Ways Quakers differ from other Christians

Admittedly, it’s hard to generalize. And not everyone agrees we’re even Christian, though our historic roots certainly are. In addition, for some of these, it’s more a matter of degree in comparison to some other faith traditions.

With that, let me suggest that those of us in the Society of Friends (Quakers) are distinguished by our:

  1. Open worship conducive to reflection or even meditation, at least for some part of the service. This is best seen in the traditional hour of silent Meeting.
  2. Personal direct experience of the Divine, rather than what I’ll call speculative theology.
  3. Queries to guide personal daily practice and awareness rather than recitation of dogma or creed.
  4. Emphasis on what we do in all facets of our lives rather than on what we believe or are supposed to believe.
  5. Metaphor rather than law as the language of our faith.
  6. Corporate decision-making. No vote. (This could lead to a whole other Tendrils entry!)
  7. No outward sacraments. Baptism is of the Holy Spirit, not water.
  8. Shared discipleship. We learn to listen to each other openly, sometimes even as “listening in tongues.”
  9. Pacifism and non-violence as essential tenants of faithfulness. Here, we unite with Mennonites, Amish, and Brethren as historic peace denominations, though Quakers are more likely to take public action.
  10. We find our name appropriated by whole lines of products we don’t make, starting with Quaker Oats.
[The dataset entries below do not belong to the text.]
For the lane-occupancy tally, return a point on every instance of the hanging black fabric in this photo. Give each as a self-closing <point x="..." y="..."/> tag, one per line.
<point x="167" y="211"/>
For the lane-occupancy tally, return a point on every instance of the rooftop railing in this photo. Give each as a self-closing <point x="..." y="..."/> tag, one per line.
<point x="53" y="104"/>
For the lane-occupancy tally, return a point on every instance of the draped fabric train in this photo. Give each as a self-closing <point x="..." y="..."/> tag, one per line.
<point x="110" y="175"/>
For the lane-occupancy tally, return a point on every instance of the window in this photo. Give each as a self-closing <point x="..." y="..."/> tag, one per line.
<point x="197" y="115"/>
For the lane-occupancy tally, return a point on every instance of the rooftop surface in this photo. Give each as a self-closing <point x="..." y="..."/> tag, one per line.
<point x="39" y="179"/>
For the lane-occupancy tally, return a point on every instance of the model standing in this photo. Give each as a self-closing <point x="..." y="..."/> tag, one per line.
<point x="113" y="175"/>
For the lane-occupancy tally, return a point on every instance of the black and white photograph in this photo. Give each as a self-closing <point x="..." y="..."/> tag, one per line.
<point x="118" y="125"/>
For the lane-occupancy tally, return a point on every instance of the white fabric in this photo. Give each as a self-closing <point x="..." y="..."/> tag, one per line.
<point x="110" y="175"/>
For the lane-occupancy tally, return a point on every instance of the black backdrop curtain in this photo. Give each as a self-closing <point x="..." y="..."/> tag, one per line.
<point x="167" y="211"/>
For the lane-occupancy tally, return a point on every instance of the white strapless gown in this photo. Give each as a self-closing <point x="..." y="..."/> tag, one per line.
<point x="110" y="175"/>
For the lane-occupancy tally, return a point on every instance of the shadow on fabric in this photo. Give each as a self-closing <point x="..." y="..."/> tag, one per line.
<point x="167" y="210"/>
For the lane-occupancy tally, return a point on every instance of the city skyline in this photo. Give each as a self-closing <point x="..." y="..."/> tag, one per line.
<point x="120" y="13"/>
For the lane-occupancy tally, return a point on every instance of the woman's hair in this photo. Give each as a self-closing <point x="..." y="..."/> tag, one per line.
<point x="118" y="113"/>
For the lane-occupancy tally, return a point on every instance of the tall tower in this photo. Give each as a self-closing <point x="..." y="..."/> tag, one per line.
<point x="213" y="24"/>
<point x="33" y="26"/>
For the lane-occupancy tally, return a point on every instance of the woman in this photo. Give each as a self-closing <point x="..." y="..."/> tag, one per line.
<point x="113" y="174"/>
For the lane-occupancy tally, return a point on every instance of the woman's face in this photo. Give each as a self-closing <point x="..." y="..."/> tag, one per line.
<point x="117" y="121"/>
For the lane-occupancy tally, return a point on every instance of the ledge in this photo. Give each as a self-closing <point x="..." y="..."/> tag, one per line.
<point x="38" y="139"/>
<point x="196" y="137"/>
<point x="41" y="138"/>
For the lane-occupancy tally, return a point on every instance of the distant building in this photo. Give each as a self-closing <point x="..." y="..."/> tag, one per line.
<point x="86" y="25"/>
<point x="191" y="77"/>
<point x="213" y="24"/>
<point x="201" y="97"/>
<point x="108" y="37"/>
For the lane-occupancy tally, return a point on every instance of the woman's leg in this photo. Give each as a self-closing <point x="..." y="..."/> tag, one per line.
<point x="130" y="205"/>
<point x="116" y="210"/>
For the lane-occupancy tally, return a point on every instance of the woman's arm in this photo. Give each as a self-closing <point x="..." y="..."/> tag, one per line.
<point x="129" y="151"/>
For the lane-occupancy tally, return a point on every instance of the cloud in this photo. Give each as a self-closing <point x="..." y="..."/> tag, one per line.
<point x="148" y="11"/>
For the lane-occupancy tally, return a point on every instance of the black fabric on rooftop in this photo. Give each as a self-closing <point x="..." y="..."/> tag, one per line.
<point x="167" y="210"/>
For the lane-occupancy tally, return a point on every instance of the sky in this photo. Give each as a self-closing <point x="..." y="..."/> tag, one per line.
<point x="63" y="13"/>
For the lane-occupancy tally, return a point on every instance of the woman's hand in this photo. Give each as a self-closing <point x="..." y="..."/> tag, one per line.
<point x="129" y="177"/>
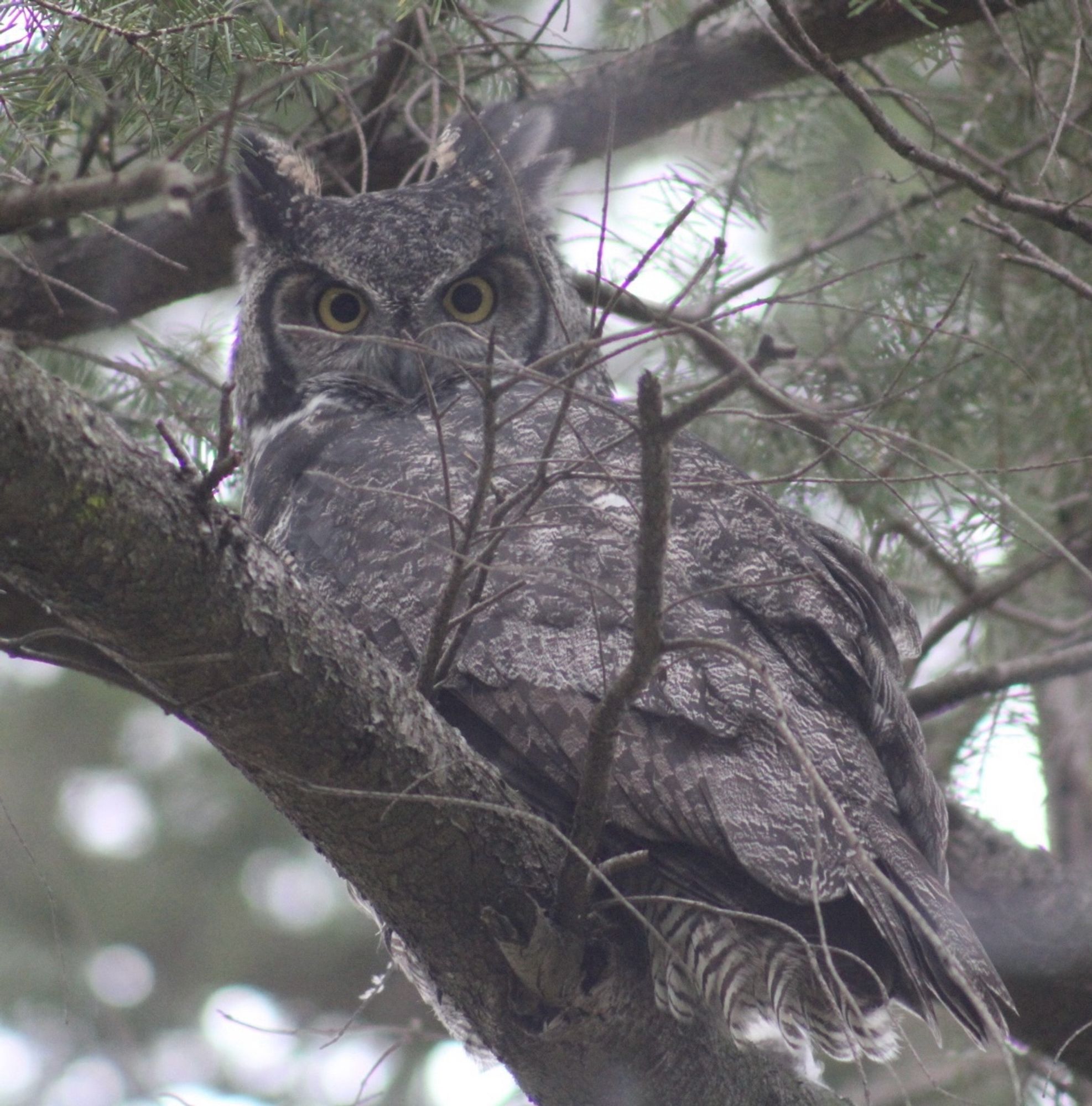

What other denomination is so, uh, honored, apart from some later applications of Amish in recent years? Seriously!

 

2 thoughts on “Ways Quakers differ from other Christians

  1. I always liked PIES as an acronym for Quaker thought, i.e., peace, integrity, equality and simplicity. Personally, I’ve always liked the idea of “that of God in everyone”, which cuts through notions of The Other.